1519 wurde der Apokopos in Venedig von Nikolaos Kalliergis als editio princeps herausgegeben, die sich jedoch nicht erhalten hat. Neben verschiedenen Handschriften ist es in weiteren Drucken überliefert, die von der Beliebtheit des Werks vom 16. bis ins 18. Jahrhundert zeugen. Noch in der Gegenwart wird es in Griechenland viel gelesen und, etwa von Simon Kakalas, für die Bühne bearbeitet.

Literatur

Handschriften

  • Codex Vaticanus Graecus 1139 (aus dem Jahr 1540).
  • Codex Vindobonensis theologicus graecus 244.

Frühe Drucke

  • Editio princeps: Venedig 1519 durch Nikolaos Kalliergis (nicht erhalten).
  • Weitere Drucke: 1534, 1543, 1553, 1627, 1648, 1668, 1683, 1721; insgesamt sind über zehn venezianische Drucke bekannt.

Moderne Editionen

  • Stylianos Alexiou, in: Κρητικά Χρονικά 17 (1963) 183-251.
  • Μπεργαδής: Ἀπόκοπος. Ἡ Βοσκοπούλα. Ἐπιμέλεια: Στυλιανός Ἀλεξίου. Hermes, Athen, 1971 (Νέα Ελληνική Βιβλιοθήκη, 15).
  • Bergadís: Apócopos. Introducción, traducción y notas de Manuel González Ricón. Secretariado de Publicaciones de la Universidad de Sevilla, Sevilla 1992 (Serie Filosofía y letras, no. 143, Anales de la Universidad Hispalense, no. 143), ISBN 8474058414.
  • Apokopos. A fifteenth century Greek (Veneto-Cretan) catabasis in the vernacular. Synoptic edition with an introduction, commentary and index verborum by Peter Vejleskov, with an English translation by Margaret Alexiou. Romiosini, Köln 2005 (Neograeca Medii Aevi, IX), ISBN 3-929889-60-9. Rezension: Elizabeth Jeffreys, in: Speculum 82, 2007, 490-491; Tina Lendari, in: Journal of Hellenic Studies 127, 2007, 254-255.

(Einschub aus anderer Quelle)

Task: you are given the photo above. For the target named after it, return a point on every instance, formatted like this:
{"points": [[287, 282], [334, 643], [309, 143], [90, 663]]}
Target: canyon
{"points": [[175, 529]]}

Darstellungen enzyklopädischer Natur

Sekundärliteratur

  • Manuel González Rincón: La tempestad y el naufragio de los jóvenes del "Apókopos" de Bergadís. Su función en el relato. In: Erytheia Bd. 30 (2009) S. 151-213.
  • C. Luciani: Su ulteriori reminiscenze dotte nell'Apokopos di Bergadìs. In: Santo Lucà (Hrsg.), Omaggio Enrica Follieri. Grottaferrata 2000, Ss. 369-376.
  • Hubert Pernot: Études de littérature grecque moderne. Paris 1916, Ss. 195-229.